Sepuluh

453K 19.9K 1.4K
                                    

"Bersamaan dengan acara ini saya selaku CEO dari  Martadipura Group dengan ini menyerahkan jabatan saya kepada  putra tunggal saya, Raditya Martadipura."

Riuh tepuk tangan menggema di seluruh ruang ballroom saat Darmawan Martadipura selesai melakukan pidatonya di atas  panggung. Dengan itu, maka resmilah Radit menjabat sebagai  CEO di perusahaan ayahnya. 

"Hebat ya temanmu itu. Masih muda udah bisa gantiin  ayahnya," ujar Rafi yang dibalas dengan anggukan setuju oleh  Aldi. Mereka berdua menghampiri Radit dan Darmawan yang  baru saja turun dari atas panggung. 

"Selamat ya, Pak. Sekarang bisa pensiun nih," ujar Rafi  sambil menyalami Darmawan.

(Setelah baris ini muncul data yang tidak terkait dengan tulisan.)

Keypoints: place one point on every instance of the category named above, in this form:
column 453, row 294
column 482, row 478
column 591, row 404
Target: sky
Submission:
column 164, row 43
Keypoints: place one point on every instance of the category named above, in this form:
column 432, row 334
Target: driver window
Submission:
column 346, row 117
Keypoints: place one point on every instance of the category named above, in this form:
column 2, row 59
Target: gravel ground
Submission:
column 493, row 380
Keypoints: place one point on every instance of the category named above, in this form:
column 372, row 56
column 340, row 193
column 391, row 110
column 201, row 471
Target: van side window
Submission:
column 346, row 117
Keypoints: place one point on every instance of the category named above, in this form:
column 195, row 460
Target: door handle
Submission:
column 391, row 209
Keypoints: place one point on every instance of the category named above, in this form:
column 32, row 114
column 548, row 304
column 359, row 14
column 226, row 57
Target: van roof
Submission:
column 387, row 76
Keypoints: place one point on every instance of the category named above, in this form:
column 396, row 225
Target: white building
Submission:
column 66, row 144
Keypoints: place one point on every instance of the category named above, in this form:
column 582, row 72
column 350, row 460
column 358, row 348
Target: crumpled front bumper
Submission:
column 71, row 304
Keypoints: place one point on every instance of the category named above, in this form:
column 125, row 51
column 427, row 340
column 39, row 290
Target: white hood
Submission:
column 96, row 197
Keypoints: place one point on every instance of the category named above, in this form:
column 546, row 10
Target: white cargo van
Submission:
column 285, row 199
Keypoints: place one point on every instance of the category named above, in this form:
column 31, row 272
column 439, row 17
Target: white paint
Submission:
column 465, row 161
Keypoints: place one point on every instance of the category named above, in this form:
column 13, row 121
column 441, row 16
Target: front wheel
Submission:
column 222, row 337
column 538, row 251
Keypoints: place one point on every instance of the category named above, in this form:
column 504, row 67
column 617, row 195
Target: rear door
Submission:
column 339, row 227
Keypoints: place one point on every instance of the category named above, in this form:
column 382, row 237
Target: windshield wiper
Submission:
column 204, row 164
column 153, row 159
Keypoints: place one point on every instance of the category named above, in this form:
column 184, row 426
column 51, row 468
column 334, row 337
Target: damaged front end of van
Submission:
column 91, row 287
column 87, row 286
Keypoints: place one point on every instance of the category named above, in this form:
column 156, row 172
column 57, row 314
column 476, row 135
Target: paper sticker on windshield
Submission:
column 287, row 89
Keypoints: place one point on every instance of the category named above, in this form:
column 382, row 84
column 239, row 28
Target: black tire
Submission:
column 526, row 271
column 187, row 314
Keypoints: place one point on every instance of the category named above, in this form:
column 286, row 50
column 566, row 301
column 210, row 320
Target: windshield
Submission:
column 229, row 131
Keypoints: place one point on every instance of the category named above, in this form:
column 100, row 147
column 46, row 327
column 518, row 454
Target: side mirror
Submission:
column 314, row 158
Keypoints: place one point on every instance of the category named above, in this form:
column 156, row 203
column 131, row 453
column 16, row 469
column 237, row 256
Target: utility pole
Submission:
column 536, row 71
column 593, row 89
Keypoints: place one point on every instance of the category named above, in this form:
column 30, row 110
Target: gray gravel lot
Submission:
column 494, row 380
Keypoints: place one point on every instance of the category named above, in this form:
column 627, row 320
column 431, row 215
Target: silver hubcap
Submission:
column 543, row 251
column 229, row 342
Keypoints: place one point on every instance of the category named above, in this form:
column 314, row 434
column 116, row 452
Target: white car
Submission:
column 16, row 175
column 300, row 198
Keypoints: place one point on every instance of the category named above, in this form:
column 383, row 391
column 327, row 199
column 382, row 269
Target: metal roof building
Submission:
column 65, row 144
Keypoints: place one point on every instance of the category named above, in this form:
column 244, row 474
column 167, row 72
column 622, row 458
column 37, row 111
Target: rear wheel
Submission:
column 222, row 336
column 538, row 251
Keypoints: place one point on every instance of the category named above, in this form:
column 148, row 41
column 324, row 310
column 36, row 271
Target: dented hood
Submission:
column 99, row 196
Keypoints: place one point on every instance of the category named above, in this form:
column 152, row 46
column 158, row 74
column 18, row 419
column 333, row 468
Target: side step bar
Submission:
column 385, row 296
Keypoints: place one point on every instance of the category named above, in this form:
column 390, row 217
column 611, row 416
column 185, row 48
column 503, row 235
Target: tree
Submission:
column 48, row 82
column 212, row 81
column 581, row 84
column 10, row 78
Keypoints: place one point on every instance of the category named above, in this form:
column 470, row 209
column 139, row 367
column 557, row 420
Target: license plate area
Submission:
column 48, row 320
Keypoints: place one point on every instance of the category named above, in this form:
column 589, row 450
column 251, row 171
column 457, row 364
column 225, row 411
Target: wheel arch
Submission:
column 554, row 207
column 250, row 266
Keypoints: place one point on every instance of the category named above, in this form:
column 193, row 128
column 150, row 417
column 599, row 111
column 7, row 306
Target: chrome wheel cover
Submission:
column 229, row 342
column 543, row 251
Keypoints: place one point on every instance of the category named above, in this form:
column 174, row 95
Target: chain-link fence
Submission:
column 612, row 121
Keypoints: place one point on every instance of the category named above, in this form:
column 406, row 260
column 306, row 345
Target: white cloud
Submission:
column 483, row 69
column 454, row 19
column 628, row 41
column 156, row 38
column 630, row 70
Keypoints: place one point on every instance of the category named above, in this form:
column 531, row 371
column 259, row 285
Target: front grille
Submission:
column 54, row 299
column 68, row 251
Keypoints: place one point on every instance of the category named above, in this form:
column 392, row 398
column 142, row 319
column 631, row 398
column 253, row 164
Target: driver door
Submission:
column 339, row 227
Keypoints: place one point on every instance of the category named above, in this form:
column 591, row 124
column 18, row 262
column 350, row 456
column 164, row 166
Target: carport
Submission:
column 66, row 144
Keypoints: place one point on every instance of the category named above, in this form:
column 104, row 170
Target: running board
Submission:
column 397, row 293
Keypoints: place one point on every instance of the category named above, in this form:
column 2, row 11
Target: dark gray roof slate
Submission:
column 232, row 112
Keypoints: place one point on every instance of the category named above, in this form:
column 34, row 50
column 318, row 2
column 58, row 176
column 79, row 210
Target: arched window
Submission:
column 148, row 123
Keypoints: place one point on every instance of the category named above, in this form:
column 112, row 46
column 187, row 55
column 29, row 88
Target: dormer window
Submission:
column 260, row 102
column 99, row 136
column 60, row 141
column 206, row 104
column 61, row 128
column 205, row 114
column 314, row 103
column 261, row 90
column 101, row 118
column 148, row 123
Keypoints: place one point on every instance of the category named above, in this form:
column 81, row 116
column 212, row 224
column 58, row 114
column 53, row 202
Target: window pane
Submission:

"Ah, pak Rafi ini bisa aja."

"Congrats ya, Nyet," ujar Aldi.

Radit menaikkan-turunkan kedua alisnya. "Ya nggak?"

"Yoi banget! Oh jadi ini sebabnya lo maksa kita-kita buat  dateng. Dasar tukang pamer." Aldi menyikut Radit.

"Hoi, Nyet!" teriak Andre dengan suara nyaringnya. Sontak  Rafi dan Darmawan melirik ke arahnya. Mereka hanya bisa geleng  kepala melihat Andre berlari ke arah mereka. 

"Widihhh. Mantap!" ujar Andre begitu tiba di hadapan mereka. "Hey, Ndre! Papamu mana?" tanya Darmawan.

"Ada di belakang. Jalannya lelet, jadi saya tinggal, Om."  Andre cengengesan sembari menggaruk tengkuknya.

"Dasar anak durhaka!" sahut Darmawan. 

Tawa mereka langsung pecah saat tiba-tiba seorang laki-laki  paruh baya muncul dan langsung menjewer telinga Andre.  "ANAK SABLENG!"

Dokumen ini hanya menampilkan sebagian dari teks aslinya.